Alignment & Validity

What is validity?

The first chapter of The Standards for Educational and Psychological Testing begins:

Validity refers to the degree to which evidence and theory support the interpretations of test scores for proposed uses of tests. Validity is, therefore, the most fundamental consideration in developing tests and evaluating tests

Test validity is the alpha and the omega. It is the most fundamental consideration. Everything else is secondary. At the end of the day, we should evaluate tests based on their validity.

This means that when tests are put to appropriate use and tests actually support the inferences made from them, they are valid. When tests do not actually provide valid evidence of their claims or they are used for some other claims, they are not valid.

What is item validity?

We believe that too little attention is paid to item quality. We do not see how a test can validly support claims if the items on these tests themselves do not measure what they claim to measure. No amount of architecture can save a structure built of rotten materials. This is why we coined the term item validity, to highlight the importance of item quality.

We see three elements to item validity, and they are listed in the RTD Mantra: Valid items elicit evidence of the targeted cognition for the range of typical test takers.

See the Item Validity page for more information.

What about reliability?

Reliability is not the same thing as validity. Anyone who tells you otherwise is simply wrong — and far too many practitioners make this mistake.

Reliability is about the consistency of measurement. Does it measure the same thing across groups, across time, etc.? However, validity is about whether it is measuring the right thing.
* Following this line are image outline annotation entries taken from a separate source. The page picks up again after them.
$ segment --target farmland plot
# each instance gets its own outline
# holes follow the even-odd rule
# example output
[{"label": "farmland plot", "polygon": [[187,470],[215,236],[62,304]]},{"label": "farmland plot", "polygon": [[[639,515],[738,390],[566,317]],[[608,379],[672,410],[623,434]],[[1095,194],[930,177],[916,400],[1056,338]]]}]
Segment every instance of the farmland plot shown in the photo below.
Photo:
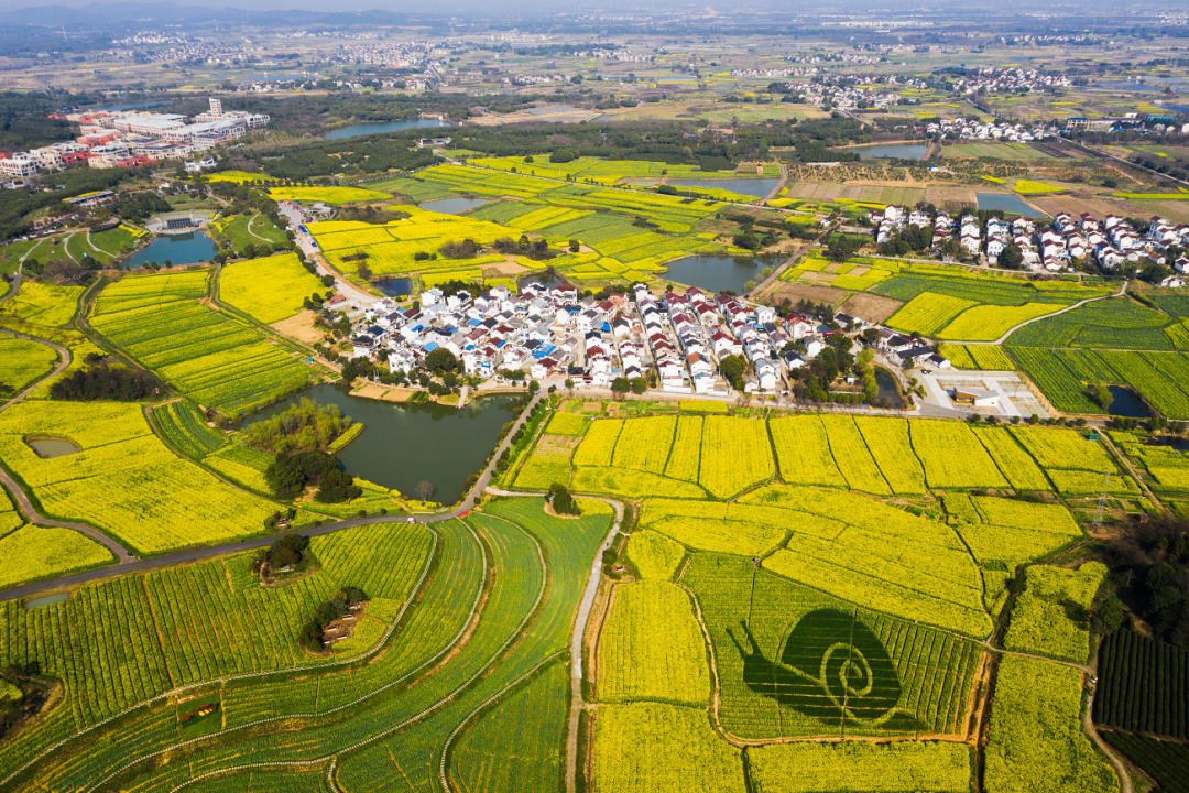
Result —
[{"label": "farmland plot", "polygon": [[[82,451],[42,459],[27,435]],[[0,451],[46,514],[92,523],[138,553],[258,534],[275,509],[176,457],[136,403],[17,404],[0,414]]]},{"label": "farmland plot", "polygon": [[792,523],[793,537],[763,560],[765,568],[901,618],[968,636],[990,630],[979,571],[948,527],[841,491],[773,485],[742,502],[780,504],[845,525],[830,536]]},{"label": "farmland plot", "polygon": [[908,422],[874,416],[855,416],[854,421],[892,491],[897,496],[925,492],[925,470],[912,451]]},{"label": "farmland plot", "polygon": [[977,303],[974,301],[961,297],[921,292],[893,314],[887,325],[889,328],[905,333],[920,333],[924,336],[931,336],[960,314],[975,306]]},{"label": "farmland plot", "polygon": [[1114,793],[1119,780],[1082,730],[1077,669],[1008,656],[1000,661],[986,749],[988,793]]},{"label": "farmland plot", "polygon": [[[1090,604],[1106,573],[1106,565],[1096,561],[1076,571],[1028,567],[1027,589],[1015,599],[1004,647],[1086,663],[1090,654]],[[1070,604],[1084,617],[1071,617]]]},{"label": "farmland plot", "polygon": [[325,290],[296,253],[234,262],[219,276],[219,297],[264,325],[289,319],[307,297]]},{"label": "farmland plot", "polygon": [[597,793],[743,793],[740,750],[722,741],[705,710],[640,703],[599,709]]},{"label": "farmland plot", "polygon": [[[740,556],[696,554],[682,577],[702,606],[719,717],[742,738],[962,734],[977,646],[839,602]],[[862,686],[833,669],[862,653]],[[839,649],[843,654],[839,657]]]},{"label": "farmland plot", "polygon": [[748,749],[762,793],[967,793],[973,759],[962,743],[774,743]]},{"label": "farmland plot", "polygon": [[553,791],[565,770],[565,663],[554,663],[485,713],[455,744],[453,776],[464,791]]},{"label": "farmland plot", "polygon": [[910,423],[912,448],[930,487],[1005,487],[1007,482],[965,424],[951,421]]},{"label": "farmland plot", "polygon": [[763,421],[705,416],[698,483],[711,496],[728,498],[772,478],[772,443]]},{"label": "farmland plot", "polygon": [[1124,730],[1189,738],[1189,652],[1133,630],[1108,634],[1099,648],[1101,685],[1094,720]]},{"label": "farmland plot", "polygon": [[781,416],[768,422],[780,462],[780,478],[788,484],[845,487],[830,451],[825,427],[817,416]]},{"label": "farmland plot", "polygon": [[284,347],[196,300],[155,304],[153,287],[151,278],[107,287],[90,323],[197,404],[241,416],[309,382],[309,367]]},{"label": "farmland plot", "polygon": [[705,705],[710,666],[685,590],[667,581],[615,587],[598,644],[598,698]]},{"label": "farmland plot", "polygon": [[702,467],[702,416],[680,416],[677,436],[669,452],[665,476],[685,482],[697,482]]},{"label": "farmland plot", "polygon": [[1032,504],[994,496],[946,493],[951,515],[964,505],[955,528],[981,565],[1001,564],[1009,571],[1048,556],[1083,536],[1061,504]]},{"label": "farmland plot", "polygon": [[682,559],[685,548],[658,531],[634,531],[628,542],[628,561],[646,580],[672,579]]},{"label": "farmland plot", "polygon": [[675,430],[677,416],[625,420],[615,443],[612,465],[663,474]]}]

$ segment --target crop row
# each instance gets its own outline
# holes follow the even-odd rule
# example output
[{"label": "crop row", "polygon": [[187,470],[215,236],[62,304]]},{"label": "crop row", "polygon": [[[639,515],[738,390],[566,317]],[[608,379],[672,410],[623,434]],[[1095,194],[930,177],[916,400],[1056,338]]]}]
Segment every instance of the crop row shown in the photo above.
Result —
[{"label": "crop row", "polygon": [[1094,720],[1189,738],[1189,652],[1131,630],[1103,638]]}]

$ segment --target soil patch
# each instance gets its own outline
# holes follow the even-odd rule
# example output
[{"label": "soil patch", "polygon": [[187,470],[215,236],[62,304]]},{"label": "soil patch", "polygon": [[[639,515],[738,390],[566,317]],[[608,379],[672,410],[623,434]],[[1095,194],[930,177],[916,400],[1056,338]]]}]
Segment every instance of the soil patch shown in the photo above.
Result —
[{"label": "soil patch", "polygon": [[483,265],[483,275],[487,277],[498,278],[499,276],[517,276],[522,272],[528,272],[528,268],[523,264],[516,264],[511,257],[508,257],[504,262]]},{"label": "soil patch", "polygon": [[367,399],[379,399],[382,402],[405,402],[414,394],[416,391],[398,389],[391,385],[378,385],[376,383],[369,383],[351,392],[352,396],[361,396]]},{"label": "soil patch", "polygon": [[[845,300],[847,295],[849,294],[850,292],[843,289],[833,289],[832,287],[810,287],[806,284],[780,284],[773,290],[772,297],[778,303],[785,300],[786,297],[793,301],[794,303],[801,300],[803,297],[806,297],[818,303],[836,304],[839,301]],[[864,316],[863,319],[866,320],[867,317]]]},{"label": "soil patch", "polygon": [[288,320],[273,322],[270,327],[276,328],[290,339],[297,339],[309,345],[322,344],[326,332],[314,326],[314,311],[302,310]]},{"label": "soil patch", "polygon": [[882,322],[900,310],[901,306],[904,303],[891,297],[860,292],[843,303],[842,310],[851,316],[864,319],[868,322]]}]

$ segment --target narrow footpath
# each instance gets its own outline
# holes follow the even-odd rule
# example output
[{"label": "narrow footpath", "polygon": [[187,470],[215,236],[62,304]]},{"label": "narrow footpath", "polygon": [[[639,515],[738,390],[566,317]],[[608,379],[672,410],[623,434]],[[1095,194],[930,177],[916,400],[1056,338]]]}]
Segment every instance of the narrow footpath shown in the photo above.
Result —
[{"label": "narrow footpath", "polygon": [[[34,339],[36,341],[36,339]],[[419,523],[439,523],[441,521],[451,521],[455,517],[468,512],[482,498],[484,490],[491,483],[492,477],[496,473],[496,464],[499,461],[499,457],[511,446],[512,436],[524,427],[528,421],[529,413],[541,402],[541,396],[545,391],[539,391],[524,408],[524,411],[516,420],[508,435],[504,440],[499,442],[496,451],[491,455],[491,461],[479,474],[479,480],[474,486],[467,492],[463,498],[460,504],[455,506],[449,512],[441,512],[435,515],[419,514],[414,516],[414,520]],[[12,404],[12,403],[10,403]],[[7,407],[7,405],[6,405]],[[0,471],[0,474],[4,472]],[[0,478],[12,490],[14,497],[25,509],[25,504],[29,503],[29,498],[25,492],[12,482],[7,474]],[[136,559],[126,549],[124,549],[118,542],[108,537],[102,531],[86,527],[78,523],[62,523],[56,521],[46,521],[36,512],[26,512],[29,518],[34,523],[45,523],[49,525],[59,525],[64,528],[75,529],[78,531],[84,531],[88,536],[95,537],[105,546],[112,549],[117,556],[120,558],[119,565],[115,567],[97,567],[95,569],[84,571],[82,573],[75,573],[73,575],[63,575],[61,578],[54,578],[44,581],[37,581],[34,584],[25,584],[24,586],[15,586],[8,590],[0,591],[0,602],[11,600],[13,598],[26,598],[32,594],[38,594],[40,592],[48,592],[50,590],[61,589],[63,586],[75,586],[78,584],[86,584],[87,581],[94,581],[102,578],[109,578],[112,575],[122,575],[126,573],[141,572],[146,569],[156,569],[159,567],[170,567],[172,565],[180,565],[183,562],[197,561],[200,559],[208,559],[210,556],[221,556],[224,554],[241,553],[244,550],[253,550],[256,548],[264,548],[272,545],[272,541],[277,539],[278,535],[266,535],[262,537],[251,537],[249,540],[241,540],[239,542],[226,542],[220,546],[208,546],[205,548],[190,548],[188,550],[180,550],[177,553],[165,554],[163,556],[152,556],[150,559]],[[34,517],[36,516],[36,517]],[[352,529],[360,525],[371,525],[373,523],[405,523],[410,516],[408,515],[370,515],[367,517],[354,517],[346,521],[336,521],[334,523],[327,523],[317,528],[302,529],[302,534],[310,537],[321,536],[325,534],[332,534],[334,531],[341,531],[344,529]],[[119,548],[119,550],[117,550]]]}]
People more focused on reliability point out that without reliability, you cannot have validity. After all, if you are not measuring consistently, you really aren’t measuring anything in particular at all. And they are correct about this. Some amount of reliability is certainly necessary. But you can have perfect reliability without having any validity at all.

Efforts to maximize reliability — which can be quantified and examined statistically — may come at the expense of validity. As a practical matter, in a world of limited budgets and limited testing time, reliability often can come at the expense of validity. It shouldn’t, but it can.

What, then, is alignment?

Alignment is an old term, with many definitions. In 1997, Norman Webb wrote about six different criteria for alignment, including ideas that have some resemblance to item validity. He also addressed construct representation (i.e., whether the whole test samples appropriately from the subject matter of the test) and other ideas. Alignment has focused on whether a test assesses what it is supposed to assess. Item validity takes some of those concerns (and some others) and focuses them on individual items.

Alignment differs from test validity because test validity looks beyond the test itself and considers whether the uses and purposes of tests are appropriate. For example, a test that is aligned to 3rd grade math curriculum might serve many valid uses when given to 3rd graders. However, that same test likely has few valid uses when given to sixth graders — or even no valid uses. Alignment does not envision misuse of tests, but test validity is very focused on this problem.